Она выглядела очень юной и очень невинной, словно разбуженный ребенок. Из окна лился слабый свет, а она сидела на кровати и смотрела на него, и тут он осознал, насколько сильно ее хочет.
— То, что я сказала… Мне очень жаль, Джо. Прости меня.
Ее голос охрип после сна, а Фолькманн чувствовал запах ее тела. Подойдя к ней, он сел на край кровати.
— Наверное, я тоже виноват. Может быть, ты права.
— Тогда сделаешь кое-что для меня?
— Что?
— Поверь мне, Джо.
Протянув руку, он коснулся ее лица, а она прижалась щекой к его ладони, а потом поцеловала его пальцы.
Все происходило так естественно — она притянула его к себе, а он нашел губами ее губы и поцеловал их. Его рука сжала ее правую грудь, он склонился над ней, и она прижалась к нему, целуя шею, лицо и губы, а ее ногти чувствительно впивались в спину. Они стали срывать друг с друга одежду.
Их секс был настолько диким, что Фолькманн удивился. Казалось, их порыв был неконтролируемым, и когда их тела разъединились, они оба были мокрыми от пота.
Они долго лежали обнявшись, девушка прижималась лицом к груди Фолькманна.

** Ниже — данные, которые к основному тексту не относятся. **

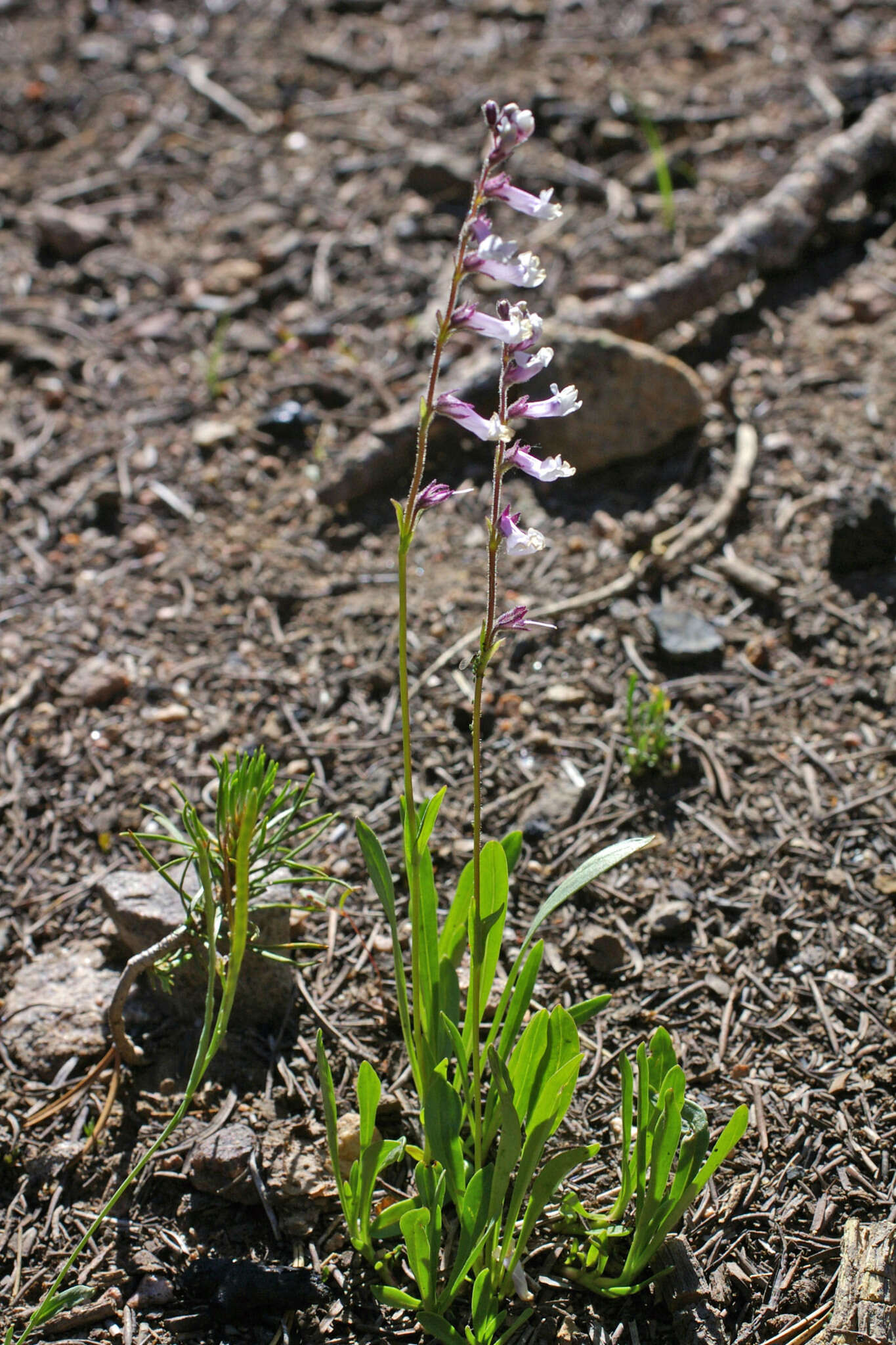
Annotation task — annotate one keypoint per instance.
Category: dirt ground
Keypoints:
(285, 248)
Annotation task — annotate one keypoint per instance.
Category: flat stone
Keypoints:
(69, 233)
(56, 1009)
(232, 275)
(144, 908)
(863, 535)
(221, 1165)
(634, 399)
(668, 916)
(97, 681)
(603, 950)
(684, 635)
(209, 433)
(288, 423)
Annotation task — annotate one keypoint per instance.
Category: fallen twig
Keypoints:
(687, 1294)
(767, 236)
(736, 486)
(196, 76)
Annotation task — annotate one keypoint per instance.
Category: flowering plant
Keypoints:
(490, 1097)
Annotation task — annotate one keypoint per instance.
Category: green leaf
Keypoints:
(545, 1184)
(417, 1242)
(386, 1224)
(328, 1095)
(589, 1009)
(509, 1136)
(485, 940)
(453, 938)
(426, 818)
(476, 1228)
(382, 880)
(438, 1327)
(521, 1001)
(587, 872)
(442, 1128)
(368, 1098)
(391, 1297)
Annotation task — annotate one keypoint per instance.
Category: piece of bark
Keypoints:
(766, 237)
(865, 1298)
(687, 1296)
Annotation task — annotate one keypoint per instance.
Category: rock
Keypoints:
(209, 433)
(69, 234)
(438, 174)
(250, 337)
(232, 275)
(603, 950)
(634, 399)
(144, 908)
(221, 1165)
(668, 916)
(684, 635)
(277, 245)
(97, 681)
(56, 1009)
(288, 423)
(863, 535)
(870, 301)
(555, 807)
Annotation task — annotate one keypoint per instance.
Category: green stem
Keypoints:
(481, 663)
(406, 537)
(205, 1052)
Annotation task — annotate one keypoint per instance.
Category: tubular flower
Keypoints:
(436, 494)
(499, 260)
(450, 405)
(524, 366)
(543, 470)
(539, 208)
(562, 403)
(515, 324)
(511, 125)
(516, 619)
(519, 541)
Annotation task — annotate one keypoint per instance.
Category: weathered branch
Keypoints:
(766, 237)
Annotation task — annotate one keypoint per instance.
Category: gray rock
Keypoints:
(144, 908)
(69, 233)
(684, 635)
(605, 951)
(56, 1007)
(221, 1165)
(668, 916)
(97, 681)
(634, 399)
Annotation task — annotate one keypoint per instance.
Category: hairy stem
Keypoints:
(481, 663)
(406, 537)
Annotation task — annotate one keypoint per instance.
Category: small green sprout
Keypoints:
(651, 738)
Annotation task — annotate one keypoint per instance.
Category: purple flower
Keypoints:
(509, 127)
(519, 541)
(539, 208)
(436, 494)
(543, 470)
(499, 260)
(563, 403)
(523, 366)
(515, 324)
(450, 405)
(517, 621)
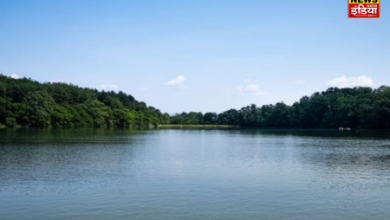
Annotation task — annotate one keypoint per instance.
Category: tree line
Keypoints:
(28, 103)
(359, 107)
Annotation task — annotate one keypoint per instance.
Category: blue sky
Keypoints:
(203, 55)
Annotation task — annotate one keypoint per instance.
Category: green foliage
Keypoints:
(10, 122)
(39, 107)
(358, 107)
(32, 104)
(29, 103)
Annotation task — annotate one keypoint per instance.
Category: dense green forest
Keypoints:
(24, 102)
(28, 103)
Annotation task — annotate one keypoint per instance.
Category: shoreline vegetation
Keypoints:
(27, 103)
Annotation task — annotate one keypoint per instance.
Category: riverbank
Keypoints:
(196, 126)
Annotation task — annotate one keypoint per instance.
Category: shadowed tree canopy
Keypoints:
(32, 104)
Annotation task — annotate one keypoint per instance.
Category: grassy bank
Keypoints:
(197, 126)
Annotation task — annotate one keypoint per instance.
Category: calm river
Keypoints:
(194, 174)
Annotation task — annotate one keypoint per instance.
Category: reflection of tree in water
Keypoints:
(354, 165)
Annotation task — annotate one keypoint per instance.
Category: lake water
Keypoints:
(194, 174)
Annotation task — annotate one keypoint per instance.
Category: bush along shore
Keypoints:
(28, 103)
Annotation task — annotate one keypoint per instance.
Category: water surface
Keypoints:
(194, 174)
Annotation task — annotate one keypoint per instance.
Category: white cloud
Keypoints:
(177, 81)
(56, 81)
(109, 86)
(300, 82)
(14, 76)
(253, 88)
(344, 82)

Из темноты до него донесся ее голос:
— Расскажи мне о своем отце, Джо. Расскажи мне о том, что с ним произошло.
— Зачем это тебе?
— Я хочу знать о тебе все.
Он отвернулся, глядя в темноту, в Ничто, а потом тихо заговорил:
— Когда немцы пришли в Судетскую область, семья моего отца переехала в Польшу, в деревню недалеко от Кракова. Мой отец, его родители и две младших сестры. А потом началась война, и там тоже стало небезопасно. Einsatzgruppen[40] делали рейды по деревням, окружая их и убивая евреев. Существовали специальные группы по уничтожению евреев, это было до того, как нацисты организовали концлагеря. Однажды родители моего отца ушли, чтобы раздобыть еду. Они не вернулись, и мой отец больше никогда их не видел. Отцу было тогда четырнадцать. Одной его сестре было восемь, второй десять. На пятый день после исчезновения родителей отец выяснил, что произошло. В деревне ему сказали, что явилась одна из einsatzgruppen, и их забрали. Отец решил перебраться через Татры в Будапешт, где у его матери были родственники. Он собрал провизию, одел девочек потеплее, и они отправились в путь. На третий день они дошли до границы. Их поймала одна из этих бригад. Их отвели на поляну вместе с несколькими другими евреями и поставили перед вырытой ямой. Мой отец знал, что происходит. Все знали. Сестры дрожали и плакали, как, впрочем, и он. Отец стал умолять одного из фашистов пощадить девочек. Те оттолкнули отца, обозвав его «грязным жидом», и заставили смотреть на происходящее. Они раздели его сестер и изнасиловали у него на глазах, а потом бросили девочек в яму и застрелили их. Они заставили отца опуститься на колени перед ямой. Немцы были пьяными. Один из них выстрелил отцу в лицо и ранил его, но не убил. Отец лежал в яме рядом с телами сестер, притворяясь мертвым. Закончив свое дело, немцы присыпали тела землей и ушли. А отец лежал там, истекая кровью. Находясь в состоянии шока, он не мог двигаться и едва дышал. Когда стемнело, он выбрался из-под трупов, затем из ямы. Он похоронил сестер и несколько дней шел по горам с пулей, застрявшей в тканях лица. Он все же сумел добраться до Будапешта, к своим родственникам. Но вскоре и туда пришли немцы. Родственников отца арестовали, а самого отца поймали во время облавы и отослали сначала в Дахау, а потом в Бельзен. Всех остальных отправили в печь. Отец выжил, но всегда помнил о том, что произошло с его сестрами и другими родственниками.
Он молча лежал в темноте, слушая дыхание девушки. Он не мог понять, плачет ли она, и лежал тихо. Это была давняя боль, и он не мог плакать. Единственное, что он мог, — так это думать о своем отце.